Virginia Tech researchers aim to use 5G networks to track items as they come and go.
In the warehouse of the future, nothing is ever lost. A massive web of 5G-connected sensors will track every object all the time everywhere, slashing the time required to manage and restock items. The Defense Department has awarded $13 million to a Virginia Tech-led team to build just such a smart warehouse for the Marine Corps. If it succeeds, it will be a prototype for other smart warehouses for DoD — and possibly other organizations around the globe.
Building an energy-efficient and secure warehouse network isn’t as simple as simply setting up a lot of antennas, according to Sachin Shetty, the executive director of the Center for Secure & Intelligent Critical Systems at Old Dominion University's Virginia Modeling, Analysis, and Simulation Center.
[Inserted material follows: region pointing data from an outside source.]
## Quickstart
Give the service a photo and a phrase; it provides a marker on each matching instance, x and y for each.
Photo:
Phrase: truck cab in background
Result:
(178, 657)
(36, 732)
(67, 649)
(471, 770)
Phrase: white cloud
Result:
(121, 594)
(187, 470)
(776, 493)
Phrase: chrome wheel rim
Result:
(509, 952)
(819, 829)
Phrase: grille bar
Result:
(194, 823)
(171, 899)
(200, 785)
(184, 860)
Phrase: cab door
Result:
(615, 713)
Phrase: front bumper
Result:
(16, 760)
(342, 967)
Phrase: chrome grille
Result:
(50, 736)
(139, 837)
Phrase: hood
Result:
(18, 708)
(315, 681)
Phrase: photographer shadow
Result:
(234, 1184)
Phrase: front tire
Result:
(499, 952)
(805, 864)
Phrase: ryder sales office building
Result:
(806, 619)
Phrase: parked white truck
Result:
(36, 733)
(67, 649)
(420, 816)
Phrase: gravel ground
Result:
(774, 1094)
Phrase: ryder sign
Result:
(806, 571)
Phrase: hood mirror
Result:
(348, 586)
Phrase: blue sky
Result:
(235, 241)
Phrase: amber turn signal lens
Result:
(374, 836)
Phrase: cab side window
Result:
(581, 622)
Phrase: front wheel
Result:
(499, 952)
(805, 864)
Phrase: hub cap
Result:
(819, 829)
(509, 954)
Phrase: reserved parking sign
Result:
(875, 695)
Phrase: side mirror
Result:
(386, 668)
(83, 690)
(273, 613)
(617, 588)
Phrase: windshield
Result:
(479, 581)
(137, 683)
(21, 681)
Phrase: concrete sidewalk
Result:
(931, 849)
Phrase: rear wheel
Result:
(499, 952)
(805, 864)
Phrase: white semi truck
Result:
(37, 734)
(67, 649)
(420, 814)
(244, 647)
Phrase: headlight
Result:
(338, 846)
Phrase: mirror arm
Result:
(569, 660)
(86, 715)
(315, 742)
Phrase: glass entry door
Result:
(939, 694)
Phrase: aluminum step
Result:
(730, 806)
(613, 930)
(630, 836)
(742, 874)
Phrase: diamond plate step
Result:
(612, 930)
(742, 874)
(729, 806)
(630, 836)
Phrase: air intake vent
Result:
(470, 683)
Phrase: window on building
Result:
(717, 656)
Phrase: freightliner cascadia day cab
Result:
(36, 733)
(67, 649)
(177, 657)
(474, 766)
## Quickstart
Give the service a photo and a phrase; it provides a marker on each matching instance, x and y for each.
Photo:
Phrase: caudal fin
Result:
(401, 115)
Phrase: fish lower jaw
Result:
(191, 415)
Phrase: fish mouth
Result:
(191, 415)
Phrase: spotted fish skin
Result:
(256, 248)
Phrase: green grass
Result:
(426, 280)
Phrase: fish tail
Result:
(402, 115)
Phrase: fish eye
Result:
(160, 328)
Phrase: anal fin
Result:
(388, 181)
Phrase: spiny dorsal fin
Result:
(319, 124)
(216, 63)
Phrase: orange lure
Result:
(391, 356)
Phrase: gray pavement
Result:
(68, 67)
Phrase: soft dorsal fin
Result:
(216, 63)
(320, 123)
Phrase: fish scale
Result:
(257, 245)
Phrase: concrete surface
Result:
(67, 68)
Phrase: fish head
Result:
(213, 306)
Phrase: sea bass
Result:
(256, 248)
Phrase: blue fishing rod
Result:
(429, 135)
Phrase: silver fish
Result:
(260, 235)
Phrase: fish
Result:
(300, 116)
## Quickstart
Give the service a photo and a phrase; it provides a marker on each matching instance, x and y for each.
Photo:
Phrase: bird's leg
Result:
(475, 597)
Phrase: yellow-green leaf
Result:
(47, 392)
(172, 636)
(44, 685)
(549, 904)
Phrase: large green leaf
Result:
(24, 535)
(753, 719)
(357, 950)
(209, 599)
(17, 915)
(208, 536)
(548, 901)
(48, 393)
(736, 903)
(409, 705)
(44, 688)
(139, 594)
Shetty says that current 5G network architectures can’t support the sort of sensor networks needed to locate objects with the required precision, nor are they resilient enough to cyber attack.
So Shetty’s team is figuring out new ways to link sensors through the next-gen networking technology.
“Our proposed 5G network enhancements will result in an efficient, secure 5G network architecture that will provide accurate tracking of warehouse assets, communication resilience in diverse channel conditions and near real-time information delivery,” he said.
Over the next three years, Shetty and his team will work with companies and academic institutions within the Commonwealth Cyber Initiative to create a resilient distributed positioning network, or RDPN, at the Marine Corps logistics base in Albany, Georgia. An RPDN uses distributed sensors to track items inside the warehouse with precision positioning. They’ll also create a distributed coherent multi-input, multi-output network, or DCM. This is a technique for boosting antenna strength by combining the signals from multiple short antennas, attached to 5G base stations, into a larger virtual antenna. That, in turn, enables much better connectivity between the network inside the warehouse and outside.
“This effort to realize a 5G-empowered smart warehouse...will serve as a prototype capability which has the potential to be federated across multiple sites and installations across the DoD,” Shetty said.
The smart warehouse is one of several 5G experiments that the Defense Department is undertaking as part of an effort to prove new 5G concepts. At Joint Base Lewis-McChord in Washington, they’re looking at augmented and virtual reality for training, and dynamic spectrum-sharing at Hill Air Force Base in Utah.